After three years as a working student for Siemens, I (with a university degree in mathematics and computer science (TUM)) started as a “freelancer” with the same employer. In other words, I signed a tenure contract with them.
This situation was a more intimate connection with Siemens AG than I had had before. Consequently, I started getting more interested in my environment at the company. The first thing I noticed was how thick the telephone book was. Besides, among the leaders, the doctorial title and double-names were more common than with “ordinary ranks”.
But I also noticed in the organization chart that there were eight leadership levels above my own status. I was basically at the lowest of nine levels. As a proud post-graduate freshman, I found that a little strange.
In terms of mathematics, however, it made sense. Let us assume that the average number of teams, groups, departments, main departments, etc. a leader can control is five.
That is a rather high number. In those days, the lower teams had an average of five employees. Five elevated by the factor eight is 390,625. A main department, however, was only three departments. So it makes sense that you actually need many hierarchical levels in order to control 400,000 persons. In my memory, the Siemens of then was rather bigger than that.
Even in those days, we had many meetings. On my (the lowest) level, however, we worked. We had no time for meetings. My boss, who was in charge of all our groups, also did a lot of technical work. But he also had to attend diverse regular and sometimes also spontaneously arranged meetings.
The boss of my boss (a main group leader) was also available for technological work, but had to attend significantly more meetings than my boss. You saw the person above the main group leaders (I no longer remember their title) only once in a while, because mostly they had to attend some meeting or other.
Those working on the floor above us were known to us exclusively from pictures, because you only saw them in person on special occasions. Of course, the gentlemen (I cannot remember a single woman on the “higher echelons” in those days) were always travelling and attending meetings.
In other words: in former times, the higher your hierarchic position was, the more meetings you had to attend, and vice versa. In the lower echelons they were 0%, in the elevated echelons more than 100 % of your office hours.

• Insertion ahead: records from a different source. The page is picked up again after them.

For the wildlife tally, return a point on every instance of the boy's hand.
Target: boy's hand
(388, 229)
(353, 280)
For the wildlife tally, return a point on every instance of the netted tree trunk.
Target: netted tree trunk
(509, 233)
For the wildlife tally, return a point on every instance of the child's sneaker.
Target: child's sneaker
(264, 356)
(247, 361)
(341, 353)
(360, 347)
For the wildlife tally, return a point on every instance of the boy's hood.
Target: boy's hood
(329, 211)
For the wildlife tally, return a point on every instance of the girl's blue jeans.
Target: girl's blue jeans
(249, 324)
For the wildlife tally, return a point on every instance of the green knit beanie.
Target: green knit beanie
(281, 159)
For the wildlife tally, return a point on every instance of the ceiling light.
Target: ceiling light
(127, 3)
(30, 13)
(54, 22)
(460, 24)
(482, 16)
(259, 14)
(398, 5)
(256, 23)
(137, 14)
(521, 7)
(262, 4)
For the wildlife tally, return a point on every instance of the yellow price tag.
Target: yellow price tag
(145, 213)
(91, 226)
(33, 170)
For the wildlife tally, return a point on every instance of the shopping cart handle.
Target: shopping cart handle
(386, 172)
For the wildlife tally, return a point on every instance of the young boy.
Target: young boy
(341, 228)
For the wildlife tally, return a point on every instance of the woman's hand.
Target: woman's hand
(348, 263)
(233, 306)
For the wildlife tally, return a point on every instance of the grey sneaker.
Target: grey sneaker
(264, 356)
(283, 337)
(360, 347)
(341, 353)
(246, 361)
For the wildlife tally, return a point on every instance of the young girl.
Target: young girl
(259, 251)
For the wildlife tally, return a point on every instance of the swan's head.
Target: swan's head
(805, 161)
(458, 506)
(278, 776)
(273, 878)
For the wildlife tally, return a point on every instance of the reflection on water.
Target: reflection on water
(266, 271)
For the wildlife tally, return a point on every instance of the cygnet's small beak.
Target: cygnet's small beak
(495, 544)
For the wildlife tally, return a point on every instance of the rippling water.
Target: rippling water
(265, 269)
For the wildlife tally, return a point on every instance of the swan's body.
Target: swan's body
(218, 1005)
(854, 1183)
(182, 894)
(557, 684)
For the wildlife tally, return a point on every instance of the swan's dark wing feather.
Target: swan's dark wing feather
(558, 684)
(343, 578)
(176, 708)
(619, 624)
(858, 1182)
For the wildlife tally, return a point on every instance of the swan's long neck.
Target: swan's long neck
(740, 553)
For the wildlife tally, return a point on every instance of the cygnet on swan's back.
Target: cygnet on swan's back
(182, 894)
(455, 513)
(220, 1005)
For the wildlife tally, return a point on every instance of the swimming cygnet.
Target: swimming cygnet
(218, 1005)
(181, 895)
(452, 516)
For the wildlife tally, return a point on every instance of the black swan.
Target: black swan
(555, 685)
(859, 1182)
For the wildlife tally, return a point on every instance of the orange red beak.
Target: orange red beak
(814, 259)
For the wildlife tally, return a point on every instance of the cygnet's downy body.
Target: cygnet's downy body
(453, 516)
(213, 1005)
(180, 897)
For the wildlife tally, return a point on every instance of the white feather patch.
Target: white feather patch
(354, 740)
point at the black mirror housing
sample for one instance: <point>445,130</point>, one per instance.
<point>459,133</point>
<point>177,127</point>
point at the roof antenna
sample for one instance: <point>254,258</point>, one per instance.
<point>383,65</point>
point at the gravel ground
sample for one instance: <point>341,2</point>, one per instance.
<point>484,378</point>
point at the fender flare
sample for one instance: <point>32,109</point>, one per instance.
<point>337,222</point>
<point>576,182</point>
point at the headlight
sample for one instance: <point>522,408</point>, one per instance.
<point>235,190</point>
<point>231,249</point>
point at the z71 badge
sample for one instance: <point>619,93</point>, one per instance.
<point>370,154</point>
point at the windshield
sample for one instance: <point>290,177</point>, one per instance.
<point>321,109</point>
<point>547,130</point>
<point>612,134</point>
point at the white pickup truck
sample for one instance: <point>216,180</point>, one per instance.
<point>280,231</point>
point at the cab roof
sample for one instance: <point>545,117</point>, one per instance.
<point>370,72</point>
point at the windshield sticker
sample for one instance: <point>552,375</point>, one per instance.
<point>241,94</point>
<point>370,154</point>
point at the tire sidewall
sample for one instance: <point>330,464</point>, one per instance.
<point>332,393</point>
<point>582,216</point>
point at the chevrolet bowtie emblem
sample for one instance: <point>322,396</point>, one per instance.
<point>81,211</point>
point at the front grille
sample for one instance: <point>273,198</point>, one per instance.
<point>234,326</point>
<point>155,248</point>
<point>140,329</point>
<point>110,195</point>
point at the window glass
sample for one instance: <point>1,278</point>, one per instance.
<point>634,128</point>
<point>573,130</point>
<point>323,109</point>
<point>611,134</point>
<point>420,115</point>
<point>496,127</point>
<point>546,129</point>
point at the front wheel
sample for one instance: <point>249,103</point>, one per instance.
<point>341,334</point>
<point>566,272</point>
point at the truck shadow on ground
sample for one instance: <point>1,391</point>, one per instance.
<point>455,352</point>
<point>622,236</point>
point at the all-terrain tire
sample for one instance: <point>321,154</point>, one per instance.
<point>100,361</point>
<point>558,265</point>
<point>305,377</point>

The sum total was not bad. Because the huge majority of employees actually worked. Meetings were basically restricted to the so-called “overhead”. While the leaders hurried from meeting to meeting, they had excellent assistants, who, when I started, were still called secretaries. Basically, they were all women, and they represented their bosses quite adequately in the enterprise. Consequently, the system worked fairly well.
Of course, at the time we did not yet have all that nonsense with automatic calendars. And there were precise minutes of all meetings, distributed according to a very sophisticated system. In fact, some people actually read them!
Today, matters are different. Sharing the workload and Taylorism are disappearing among brain workers. In the enterprises, the work environment is more democratic. Hierarchies have become less pronounced. There are no longer any secretaries. The “overhead” is now shared by all in a “socialist” manner.
As a consequence, the brain workers now (have to) spend all their time in meetings and/or waste their time with administrative stuff. That is also why all the “important people” work 12 or more hours each day and will sooner or later fall victim to burnout.
And the overhead: I guess it is now considerably more than 30 years ago. Good new times. We run and run, but actually we tread on the mill.
Well, maybe “social media” will give us the opportunity to economise on many hours of meetings and yet to work towards one end more efficiently than in the old world. And then it might give us back more room for our own private lives and at least make more shared interests possible.
In my personal life, it happens. Using the most simple activities in facebook, I only take seconds for tasks that, in former times, would have required an intense dialogue, for example, on the telephone. And without “the new world” I would not even know many of my new friends.
RMd
(Translated by EG)
P.S.
Neither does the development stop in front of office doors. Just compare the situation at Siemens Hofmannstrasse or later at Neuperlach with the modern office buildings for brain workers (for instance at BMW). Even the increased number of meeting halls and the arrangement of team work-spaces in modules is remarkable.